Come confermano molti studi condotti durante la prima ondata di pandemia, infatti, molti servizi dedicati alle PLWHIV (People Living With HIV) avrebbero subito delle limitazioni importanti: le previsioni erano che l’alta domanda sui servizi sanitari causasse una riduzione del tasso di persone che hanno accesso alle terapie salva-vita, un aumentato rischio di sospensione della terapia per chi era in trattamento e di perdita della soppressione virale. In realtà, nella seconda metà dell’anno, UNAIDS ha rilevato che le persone in trattamento non hanno tendenzialmente interrotto la terapia anche nei paesi più colpiti, ma il monitoraggio e l’accesso alle cure è stato messo fortemente a rischio in particolare per le popolazioni più vulnerabili. Tuttavia, i servizi di prevenzione sono stati quelli più colpiti, in particolare l’accesso al test e alla profilassi pre-esposizione (PrEP).
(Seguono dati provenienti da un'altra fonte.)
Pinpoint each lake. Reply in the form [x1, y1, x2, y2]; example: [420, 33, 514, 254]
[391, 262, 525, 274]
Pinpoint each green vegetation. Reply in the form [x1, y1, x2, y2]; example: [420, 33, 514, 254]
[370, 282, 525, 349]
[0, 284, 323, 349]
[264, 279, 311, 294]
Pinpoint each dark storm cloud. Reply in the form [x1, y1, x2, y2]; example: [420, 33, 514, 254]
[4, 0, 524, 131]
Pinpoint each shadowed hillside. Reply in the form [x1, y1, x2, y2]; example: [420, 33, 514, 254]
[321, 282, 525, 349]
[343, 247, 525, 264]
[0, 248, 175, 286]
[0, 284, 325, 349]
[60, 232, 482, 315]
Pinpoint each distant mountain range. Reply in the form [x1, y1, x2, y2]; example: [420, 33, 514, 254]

Per quanto concerne il test, in particolare, si è registrato un crollo di oltre il 50% del volume dei test effettuati, non solo nei paesi a risorse limitate ma anche in gran parte dell’Europa.
Per quanto concerne la correlazione tra SARS-CoV-2 e HIV, seppure alcuni studi condotti nel Regno Unito e in Sud Africa indichino un aumento di rischio di complicazioni dovute al COVID e un rischio maggiore di mortalità nelle persone che vivono con l’HIV, molti altri studi pubblicati in Europa e negli Stati Uniti tendono a smentire questo dato. “Non è ancora chiaro -ha detto il Professor Andrea Cossarizza dell’Università di Modena e Reggio Emila- in che modo l’infezione da HIV influenzi quella da COVID e mancano dati sui possibili cambiamenti immunologici nei pazienti HIV positivi”. Tendenzialmente si può affermare che i pazienti HIV in terapia stabile e con carica virale azzerata non sono maggiormente a rischio rispetto alla popolazione generale, chi non è in terapia o ha un’infezione avanzata potrebbe invece essere più a rischio. Inoltre i pazienti che presentano più comorbidità hanno bisogno di un’attenzione maggiore.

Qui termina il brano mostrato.